National Prosecution Authority (NPA) spokesperson, Luvuyo Mfaku says the success of the justice system in relation to sexual offences is measured through the conviction rate.
“The conviction rate of sexual offences cases is standing above the set target of the annual performance plan, which is 68%,” says Mfaku.
However, Keller says victims of sexual assault are not well served by the system, if justice is defined in terms of conviction rates.

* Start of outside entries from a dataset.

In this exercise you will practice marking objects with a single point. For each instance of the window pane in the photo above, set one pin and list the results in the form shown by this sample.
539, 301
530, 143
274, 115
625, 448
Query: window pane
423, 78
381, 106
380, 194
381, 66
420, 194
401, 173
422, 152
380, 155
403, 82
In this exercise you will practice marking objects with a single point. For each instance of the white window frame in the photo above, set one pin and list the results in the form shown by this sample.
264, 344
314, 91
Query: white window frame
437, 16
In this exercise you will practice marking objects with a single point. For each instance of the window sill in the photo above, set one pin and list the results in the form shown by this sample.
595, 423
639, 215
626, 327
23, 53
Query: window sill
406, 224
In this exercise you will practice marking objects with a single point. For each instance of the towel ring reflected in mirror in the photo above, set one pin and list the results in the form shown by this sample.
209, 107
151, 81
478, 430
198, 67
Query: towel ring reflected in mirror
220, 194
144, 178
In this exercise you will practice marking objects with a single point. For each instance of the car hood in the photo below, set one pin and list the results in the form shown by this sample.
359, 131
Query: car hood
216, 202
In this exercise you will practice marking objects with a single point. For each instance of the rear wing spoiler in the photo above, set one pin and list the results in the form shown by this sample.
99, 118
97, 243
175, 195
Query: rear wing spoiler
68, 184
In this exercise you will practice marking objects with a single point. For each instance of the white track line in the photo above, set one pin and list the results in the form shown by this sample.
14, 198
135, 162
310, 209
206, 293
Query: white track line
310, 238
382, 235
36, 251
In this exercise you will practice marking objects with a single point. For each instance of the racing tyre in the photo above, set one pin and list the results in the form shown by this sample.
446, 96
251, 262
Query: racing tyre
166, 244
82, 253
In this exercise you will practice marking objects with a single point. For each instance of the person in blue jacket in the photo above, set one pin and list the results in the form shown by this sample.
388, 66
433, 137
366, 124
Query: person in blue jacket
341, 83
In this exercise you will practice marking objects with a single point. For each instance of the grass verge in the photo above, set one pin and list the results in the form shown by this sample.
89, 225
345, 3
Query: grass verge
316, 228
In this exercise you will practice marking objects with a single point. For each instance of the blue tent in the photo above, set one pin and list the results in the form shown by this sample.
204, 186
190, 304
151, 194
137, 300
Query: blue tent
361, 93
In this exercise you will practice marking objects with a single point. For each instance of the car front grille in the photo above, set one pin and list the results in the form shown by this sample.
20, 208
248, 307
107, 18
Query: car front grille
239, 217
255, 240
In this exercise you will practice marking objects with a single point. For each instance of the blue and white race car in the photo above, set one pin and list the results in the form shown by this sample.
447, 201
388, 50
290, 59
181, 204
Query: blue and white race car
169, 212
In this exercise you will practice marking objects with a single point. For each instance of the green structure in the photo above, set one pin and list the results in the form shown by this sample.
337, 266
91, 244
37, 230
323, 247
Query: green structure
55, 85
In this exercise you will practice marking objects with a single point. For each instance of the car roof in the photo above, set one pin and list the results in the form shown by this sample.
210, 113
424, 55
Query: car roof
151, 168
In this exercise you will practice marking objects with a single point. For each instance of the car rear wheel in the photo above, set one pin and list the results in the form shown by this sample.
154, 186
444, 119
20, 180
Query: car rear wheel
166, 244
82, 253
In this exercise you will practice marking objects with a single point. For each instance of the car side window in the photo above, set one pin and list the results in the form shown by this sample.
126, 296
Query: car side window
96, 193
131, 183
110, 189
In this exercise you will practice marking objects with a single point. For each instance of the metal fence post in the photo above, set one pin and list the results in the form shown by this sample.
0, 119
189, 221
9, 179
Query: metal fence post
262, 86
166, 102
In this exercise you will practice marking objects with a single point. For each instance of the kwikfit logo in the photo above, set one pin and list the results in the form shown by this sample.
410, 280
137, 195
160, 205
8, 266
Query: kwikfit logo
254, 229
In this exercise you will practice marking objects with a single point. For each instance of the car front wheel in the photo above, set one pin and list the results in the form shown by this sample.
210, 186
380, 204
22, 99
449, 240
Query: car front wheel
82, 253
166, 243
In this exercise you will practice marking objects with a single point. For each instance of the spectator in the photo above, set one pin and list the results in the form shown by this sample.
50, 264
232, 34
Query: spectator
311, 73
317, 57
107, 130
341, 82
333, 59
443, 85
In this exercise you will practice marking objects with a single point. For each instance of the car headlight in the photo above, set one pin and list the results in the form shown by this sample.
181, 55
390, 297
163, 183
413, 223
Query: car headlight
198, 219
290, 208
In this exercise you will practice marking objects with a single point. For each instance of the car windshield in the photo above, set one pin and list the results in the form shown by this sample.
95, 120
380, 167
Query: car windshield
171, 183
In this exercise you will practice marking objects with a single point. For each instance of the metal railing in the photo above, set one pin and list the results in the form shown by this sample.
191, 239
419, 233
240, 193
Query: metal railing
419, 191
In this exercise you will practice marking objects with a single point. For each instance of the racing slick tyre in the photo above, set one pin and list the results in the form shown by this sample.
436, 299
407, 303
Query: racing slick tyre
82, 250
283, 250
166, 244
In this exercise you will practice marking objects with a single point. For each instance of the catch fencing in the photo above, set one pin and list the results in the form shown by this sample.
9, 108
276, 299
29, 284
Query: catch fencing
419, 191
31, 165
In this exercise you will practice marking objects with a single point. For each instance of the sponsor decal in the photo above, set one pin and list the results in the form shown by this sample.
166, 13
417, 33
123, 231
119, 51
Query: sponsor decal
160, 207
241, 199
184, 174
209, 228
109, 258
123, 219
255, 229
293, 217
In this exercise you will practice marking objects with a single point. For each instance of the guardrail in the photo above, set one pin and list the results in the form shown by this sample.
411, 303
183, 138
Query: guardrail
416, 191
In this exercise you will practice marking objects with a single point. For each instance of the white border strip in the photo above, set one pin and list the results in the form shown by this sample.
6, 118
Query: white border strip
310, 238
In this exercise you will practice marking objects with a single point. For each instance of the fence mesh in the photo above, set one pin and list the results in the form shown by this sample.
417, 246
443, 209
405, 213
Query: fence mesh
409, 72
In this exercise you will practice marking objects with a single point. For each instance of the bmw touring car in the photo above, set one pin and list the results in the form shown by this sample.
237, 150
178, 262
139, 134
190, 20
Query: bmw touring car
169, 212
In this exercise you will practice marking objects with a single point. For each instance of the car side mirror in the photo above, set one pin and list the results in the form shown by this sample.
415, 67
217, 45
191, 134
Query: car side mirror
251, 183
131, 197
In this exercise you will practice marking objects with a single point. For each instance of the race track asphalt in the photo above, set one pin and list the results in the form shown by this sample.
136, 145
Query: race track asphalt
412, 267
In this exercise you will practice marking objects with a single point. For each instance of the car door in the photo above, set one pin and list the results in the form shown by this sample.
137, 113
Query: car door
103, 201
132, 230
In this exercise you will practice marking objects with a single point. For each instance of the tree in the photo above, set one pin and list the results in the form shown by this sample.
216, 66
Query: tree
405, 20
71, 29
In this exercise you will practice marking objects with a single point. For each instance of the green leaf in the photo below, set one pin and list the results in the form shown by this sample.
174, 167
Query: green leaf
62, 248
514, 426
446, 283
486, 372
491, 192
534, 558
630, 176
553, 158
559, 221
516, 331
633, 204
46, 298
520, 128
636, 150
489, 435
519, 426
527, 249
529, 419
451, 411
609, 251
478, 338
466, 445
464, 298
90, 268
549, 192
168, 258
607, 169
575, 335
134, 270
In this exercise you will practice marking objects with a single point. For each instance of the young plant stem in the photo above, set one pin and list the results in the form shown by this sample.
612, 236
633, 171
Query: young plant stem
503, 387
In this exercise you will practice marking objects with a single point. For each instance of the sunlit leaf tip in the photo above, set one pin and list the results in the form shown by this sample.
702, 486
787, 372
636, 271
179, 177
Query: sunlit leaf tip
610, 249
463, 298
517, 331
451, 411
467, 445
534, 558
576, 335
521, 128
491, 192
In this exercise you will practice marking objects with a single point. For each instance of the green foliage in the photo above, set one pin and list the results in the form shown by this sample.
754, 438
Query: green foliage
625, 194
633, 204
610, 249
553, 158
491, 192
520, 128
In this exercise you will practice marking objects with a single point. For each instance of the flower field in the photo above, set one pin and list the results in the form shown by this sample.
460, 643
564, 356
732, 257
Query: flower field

“The state of justice leaves much to be desired. Unfortunately, conviction rates in SA are very low. While the NPA has most recently celebrated a 72% conviction rate (surpassing their annual target of 69%), a recent study by the Medical Research Council (MRC) places this figure closer to 8.6%.”
Meanwhile, Africa Check investigated South Africa’s crimes rates for 2016/17 and found that the police recorded 59 more sexual assaults in 2016/17 than in 2015/16 year while noting these figures cannot be considered as a true representation of the reality.
Africa Check is one of a number of media bodies and research organisations which have acknowledged that rape and sexual assault statistics remain largely enigmatic mostly due to under-reporting by survivors. Both the NPA and Keller agree that structural change to the justice system could contribute to changing this trend starting at addressing attitudes towards gender and violence.
“Training of service providers in order to enhance capacity and improve on attitudinal approach is critical and ongoing,” says Mfaku.
Keller echoes this sentiment saying, ‘We have great laws in place, but they lack implementation. We need sensitivity training for police, prosecutors and magistrates.”
“Most importantly, we need to strengthen primary prevention of violence by working with men and women to address harmful gender norms and attitudes and to address the entrenched patriarchy in our society.”
With the ongoing proceedings of the Frankel 8, the system may soon see one barrier removed from the path to justice for survivors of sexual assault.